Le deuxième axe concerne la sensibilisation. Dans cette opération, plusieurs actions ont été programmées avec comme idée centrale: toucher les parents et les employeurs. C’est ainsi qu’une caravane a été organisée vers les zones pourvoyeuses de petites bonnes. Seront donc ciblés Casablanca et sa région avec notamment Settat, Khouribga et Kalaât Sraghna. Au menu également, Marrakech et Rabat et les zones qui les alimentent. Fès et sa région comme Taza, Taounate, Boulmane et Rachidia. La caravane s’est arrêtée dans les souks et les douars pour faire prendre conscience à la population sur les avantages de garder les petites filles sur les bancs de l’école. C’est l’objectif recherché par Yasmina Baddou. Pour elle, « le travail des petites filles est un fléau social qui hypothèque l’avenir des enfants et partant le développement économique et humain de notre pays ».

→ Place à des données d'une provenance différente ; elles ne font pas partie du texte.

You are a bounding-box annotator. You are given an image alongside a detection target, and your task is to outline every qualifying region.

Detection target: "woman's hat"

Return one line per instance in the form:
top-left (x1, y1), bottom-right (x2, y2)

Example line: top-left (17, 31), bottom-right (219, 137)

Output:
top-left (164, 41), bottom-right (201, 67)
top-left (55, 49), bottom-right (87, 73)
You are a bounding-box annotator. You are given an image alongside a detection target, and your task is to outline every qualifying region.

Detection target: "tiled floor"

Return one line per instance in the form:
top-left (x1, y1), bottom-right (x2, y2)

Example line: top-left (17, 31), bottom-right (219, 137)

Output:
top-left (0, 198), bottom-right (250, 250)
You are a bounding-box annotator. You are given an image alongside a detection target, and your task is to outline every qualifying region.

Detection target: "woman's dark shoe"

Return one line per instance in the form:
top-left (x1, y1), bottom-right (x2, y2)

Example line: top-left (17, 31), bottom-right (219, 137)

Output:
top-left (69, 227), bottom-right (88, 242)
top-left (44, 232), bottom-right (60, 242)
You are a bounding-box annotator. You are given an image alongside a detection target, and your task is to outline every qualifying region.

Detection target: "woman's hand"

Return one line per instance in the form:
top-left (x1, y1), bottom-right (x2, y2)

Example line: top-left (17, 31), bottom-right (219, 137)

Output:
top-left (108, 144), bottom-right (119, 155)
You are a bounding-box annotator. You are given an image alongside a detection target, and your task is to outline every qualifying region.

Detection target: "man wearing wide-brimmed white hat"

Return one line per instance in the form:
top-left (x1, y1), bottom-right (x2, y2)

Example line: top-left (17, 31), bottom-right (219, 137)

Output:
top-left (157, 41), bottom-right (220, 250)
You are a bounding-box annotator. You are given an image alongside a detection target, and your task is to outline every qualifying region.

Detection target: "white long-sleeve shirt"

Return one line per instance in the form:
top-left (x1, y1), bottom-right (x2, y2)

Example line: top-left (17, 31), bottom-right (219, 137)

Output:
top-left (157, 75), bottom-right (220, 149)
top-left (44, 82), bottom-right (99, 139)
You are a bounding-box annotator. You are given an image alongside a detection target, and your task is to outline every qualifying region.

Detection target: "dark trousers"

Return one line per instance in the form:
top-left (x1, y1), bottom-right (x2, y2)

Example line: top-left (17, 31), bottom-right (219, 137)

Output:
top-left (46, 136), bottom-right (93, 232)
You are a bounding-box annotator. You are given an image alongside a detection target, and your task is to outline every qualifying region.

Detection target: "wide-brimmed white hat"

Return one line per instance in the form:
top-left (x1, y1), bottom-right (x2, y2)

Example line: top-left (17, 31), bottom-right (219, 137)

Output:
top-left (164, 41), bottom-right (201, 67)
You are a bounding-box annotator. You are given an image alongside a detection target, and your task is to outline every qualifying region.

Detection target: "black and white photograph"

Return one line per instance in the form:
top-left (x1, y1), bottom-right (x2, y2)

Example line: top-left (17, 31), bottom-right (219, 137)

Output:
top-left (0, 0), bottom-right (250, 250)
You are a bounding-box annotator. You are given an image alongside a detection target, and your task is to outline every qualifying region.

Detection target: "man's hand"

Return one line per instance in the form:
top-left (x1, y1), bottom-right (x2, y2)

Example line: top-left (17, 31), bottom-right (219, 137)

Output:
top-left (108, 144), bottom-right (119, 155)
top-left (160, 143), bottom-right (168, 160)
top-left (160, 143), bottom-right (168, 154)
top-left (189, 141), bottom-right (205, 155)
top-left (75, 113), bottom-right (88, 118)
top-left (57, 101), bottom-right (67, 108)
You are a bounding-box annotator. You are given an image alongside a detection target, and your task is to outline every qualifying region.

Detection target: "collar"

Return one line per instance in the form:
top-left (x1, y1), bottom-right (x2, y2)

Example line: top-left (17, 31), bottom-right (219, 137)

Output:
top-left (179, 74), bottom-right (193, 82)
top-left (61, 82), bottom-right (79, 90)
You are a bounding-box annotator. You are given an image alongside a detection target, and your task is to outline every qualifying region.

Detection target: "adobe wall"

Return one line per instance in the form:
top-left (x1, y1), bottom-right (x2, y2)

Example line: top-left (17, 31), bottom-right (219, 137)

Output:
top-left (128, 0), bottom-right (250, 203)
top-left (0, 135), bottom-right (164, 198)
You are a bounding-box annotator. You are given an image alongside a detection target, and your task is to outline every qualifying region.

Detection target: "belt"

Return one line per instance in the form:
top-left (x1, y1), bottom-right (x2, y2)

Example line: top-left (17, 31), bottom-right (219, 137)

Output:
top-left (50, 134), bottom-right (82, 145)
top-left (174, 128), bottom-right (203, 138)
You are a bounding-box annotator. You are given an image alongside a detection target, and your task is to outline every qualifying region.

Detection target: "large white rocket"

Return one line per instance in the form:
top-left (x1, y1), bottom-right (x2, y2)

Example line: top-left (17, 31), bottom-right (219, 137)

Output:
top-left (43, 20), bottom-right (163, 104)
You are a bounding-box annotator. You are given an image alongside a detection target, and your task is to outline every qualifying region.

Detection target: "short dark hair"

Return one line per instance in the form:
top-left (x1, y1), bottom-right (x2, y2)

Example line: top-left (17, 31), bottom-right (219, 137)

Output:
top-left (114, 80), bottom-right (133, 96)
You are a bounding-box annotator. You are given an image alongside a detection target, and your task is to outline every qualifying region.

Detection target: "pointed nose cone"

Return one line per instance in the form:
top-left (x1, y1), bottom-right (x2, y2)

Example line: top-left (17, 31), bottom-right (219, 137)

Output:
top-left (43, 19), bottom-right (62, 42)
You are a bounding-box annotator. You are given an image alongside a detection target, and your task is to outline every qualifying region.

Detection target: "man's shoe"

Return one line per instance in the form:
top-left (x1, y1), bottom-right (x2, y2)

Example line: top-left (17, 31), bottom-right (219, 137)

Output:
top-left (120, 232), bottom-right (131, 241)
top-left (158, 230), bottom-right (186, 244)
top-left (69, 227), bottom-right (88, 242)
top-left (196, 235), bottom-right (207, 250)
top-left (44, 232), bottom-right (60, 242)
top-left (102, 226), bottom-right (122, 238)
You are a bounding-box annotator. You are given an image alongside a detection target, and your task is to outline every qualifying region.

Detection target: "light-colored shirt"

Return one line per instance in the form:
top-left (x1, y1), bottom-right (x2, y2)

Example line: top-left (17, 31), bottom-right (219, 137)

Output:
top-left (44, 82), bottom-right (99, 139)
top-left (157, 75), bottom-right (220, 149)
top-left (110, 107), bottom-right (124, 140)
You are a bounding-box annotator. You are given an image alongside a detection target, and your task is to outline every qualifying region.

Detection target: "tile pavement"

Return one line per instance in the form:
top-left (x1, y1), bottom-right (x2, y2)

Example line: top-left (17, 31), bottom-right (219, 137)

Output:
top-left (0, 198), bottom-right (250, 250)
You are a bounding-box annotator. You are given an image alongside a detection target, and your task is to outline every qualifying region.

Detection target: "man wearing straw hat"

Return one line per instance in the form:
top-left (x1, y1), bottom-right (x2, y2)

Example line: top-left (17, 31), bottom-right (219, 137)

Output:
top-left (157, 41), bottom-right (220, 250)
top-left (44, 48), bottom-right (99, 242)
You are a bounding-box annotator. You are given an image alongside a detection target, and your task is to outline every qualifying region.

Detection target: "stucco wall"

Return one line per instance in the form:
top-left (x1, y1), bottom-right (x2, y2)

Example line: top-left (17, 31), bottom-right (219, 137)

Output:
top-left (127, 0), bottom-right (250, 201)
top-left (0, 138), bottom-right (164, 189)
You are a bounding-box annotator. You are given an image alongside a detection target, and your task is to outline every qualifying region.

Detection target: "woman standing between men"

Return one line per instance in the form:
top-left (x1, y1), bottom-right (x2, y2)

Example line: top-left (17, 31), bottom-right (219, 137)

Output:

Cette campagne a proposé une série de spots de sensibilisation et d’information à la radio et à la télévision. Des forums de discussion proposant un large éventail de matériels d’information destinés aux personnes employant des petites bonnes ont été organisés dans les quatre régions couvertes par le projet (Casablanca, Rabat, Fez et Marrakech). Une caravane publicitaire a parcoure ces villes, distribuant des matériels de sensibilisation aux familles qui emploient des petites bonnes et à celles considérées comme susceptibles de placer leurs jeunes filles sur le marché des emplois domestiques.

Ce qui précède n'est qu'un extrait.